BWW Reviews: MICA's LITTLE SHOP OF HORRORS Exults in Freakish Fun
The creepily campy, gruesomely goofy premise of the 1960s classic Little Shop of Horrors begs audiences to leave their disbelief at the door and come along on a wacky ride requiring runaway imagination. The Maryland Institute College of Art's student-run Rivals of the West Theatre Co. is an ideal team to tackle this big story with a small-ish cast, as the fine arts students have endowed the production with their outstanding creativity, evident in the stunning set design and masterful puppetry.
Accompanied by a live, five-piece band that carries the musical forward on its rock n' roll rhythms of doo-wop and Motown, the young actors unleash their singing and acting prowess with passion and panache. And some of them have voices that are simply stunning, making you wonder how some people get all the creative talent.
After a cute, hip-shaking opening number by the equally cute Skid Row street-urchin trio of Ronette, Chiffon and Crystal (Larissa Cortes, Sage Viscovi and Lauren Siminski, respectively)--a threesome that appears, always together, in a supporting role throughout the performance (and, spoiler alert, the only human main characters to survive till the end)--the entire cast revs up the audience and the pace of the play with a great, rousing rendition of "Skid Row (Downtown)."
Then we meet evenly matched main characters Audrey (a charming Chelsea Beck), whose demure, wide-eyed naiveté is a perfect complement to her blonde bob, and her wet-blanket coworker Seymour (Seán O'Brien), who clearly idolizes Audrey. They both seem relegated to a sad life of menial labor in Mr. Mushnik's wilting Skid Row flower shop until Seymour introduces an unidentified exotic plant that appeared after a total eclipse of the sun. In an homage to his beautiful, blonde coworker, Seymour names the plant the Audrey II, and the coworkers convince Mr.
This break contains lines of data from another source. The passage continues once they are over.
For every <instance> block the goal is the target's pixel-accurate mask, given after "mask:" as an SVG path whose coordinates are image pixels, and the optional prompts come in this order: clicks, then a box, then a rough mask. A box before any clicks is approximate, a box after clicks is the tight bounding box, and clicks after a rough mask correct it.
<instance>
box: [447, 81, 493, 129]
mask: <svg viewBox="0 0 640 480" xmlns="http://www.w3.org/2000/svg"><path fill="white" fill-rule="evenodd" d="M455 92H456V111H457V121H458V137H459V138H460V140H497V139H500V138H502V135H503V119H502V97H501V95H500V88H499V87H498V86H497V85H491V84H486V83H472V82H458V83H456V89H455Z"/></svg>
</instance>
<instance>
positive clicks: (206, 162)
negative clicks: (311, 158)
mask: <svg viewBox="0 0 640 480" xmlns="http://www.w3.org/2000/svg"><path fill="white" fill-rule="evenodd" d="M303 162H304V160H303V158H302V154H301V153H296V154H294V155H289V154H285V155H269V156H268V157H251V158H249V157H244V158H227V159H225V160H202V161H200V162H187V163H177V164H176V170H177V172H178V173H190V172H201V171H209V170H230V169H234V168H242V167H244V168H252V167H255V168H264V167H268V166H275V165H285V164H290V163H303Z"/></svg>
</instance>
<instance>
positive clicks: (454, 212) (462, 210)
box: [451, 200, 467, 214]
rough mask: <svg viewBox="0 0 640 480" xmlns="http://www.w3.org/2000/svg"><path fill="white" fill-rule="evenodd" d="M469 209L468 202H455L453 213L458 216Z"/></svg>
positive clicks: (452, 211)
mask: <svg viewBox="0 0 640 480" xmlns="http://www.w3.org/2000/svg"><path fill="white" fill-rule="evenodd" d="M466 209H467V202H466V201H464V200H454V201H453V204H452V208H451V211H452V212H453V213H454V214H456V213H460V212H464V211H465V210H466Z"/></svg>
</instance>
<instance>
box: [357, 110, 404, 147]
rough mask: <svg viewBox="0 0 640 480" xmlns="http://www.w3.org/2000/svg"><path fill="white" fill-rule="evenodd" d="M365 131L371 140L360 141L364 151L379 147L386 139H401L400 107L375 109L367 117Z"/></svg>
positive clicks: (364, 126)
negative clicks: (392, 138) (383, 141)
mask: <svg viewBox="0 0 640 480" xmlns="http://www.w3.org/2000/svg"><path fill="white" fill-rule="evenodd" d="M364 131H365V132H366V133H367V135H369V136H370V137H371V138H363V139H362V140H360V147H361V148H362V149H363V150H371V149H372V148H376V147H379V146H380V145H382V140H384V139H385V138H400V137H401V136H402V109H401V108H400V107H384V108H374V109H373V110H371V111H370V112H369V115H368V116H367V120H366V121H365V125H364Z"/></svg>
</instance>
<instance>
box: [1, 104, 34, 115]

Mushnik that putting the plant in the window will bring notoriety and save the failing flower shop.
And then the freakish fun begins! We watch Audrey II grow, only once Seymour realizes that she requires regular doses of blood to thrive, in the form of increasingly complex and beautifully produced puppets, the work of puppet master Austen Weitzel and his three-person team. As Audrey II flourishes, so too do flower shop business and Seymour's fame. And so does the plant's appetite ...
We watch as Seymour struggles to appease the increasingly demanding Audrey II and to rescue Audrey (I) from an abusive relationship with a sadistic dentist (a hilariously sadistic and exceptionally creepy Peter Favinger), all set to the poppy, upbeat sounds of the '60s. Just the juxtaposition of macabre action and the accompanying music is giggle-worthy.
Of all the fantastically executed scenes in the production, the one in which Seymour faces off with his dentist nemesis in the dentist's beautifully reproduced studio is of particular note. O'Brien's facial expressions are spot on as he faces the "ethical dilemma" of rescuing (or not) the dentist from his own gas mask. Favinger dies a brilliantly choreographed death, but not without getting the audience chuckling with his own nitrous oxide-induced laughter. Kudos go to both actors and to director/producer Christopher Shipley.
The only downsides to the production are the volume of the band, which often drowns out the lyrics the actors are singing, despite the fact that they're all individually miked, and some of the audience viewing angles (the BBOX theater, where the production takes place, offers seating in a semicircle around the stage), which offer a little bit too much insight into the magic of the puppetry.
Otherwise, this production is deliciously disturbing in all the right ways, right down to the tiny, singing clippings of Audrey II that steal the show during the finale. What a creepy thing to be happening!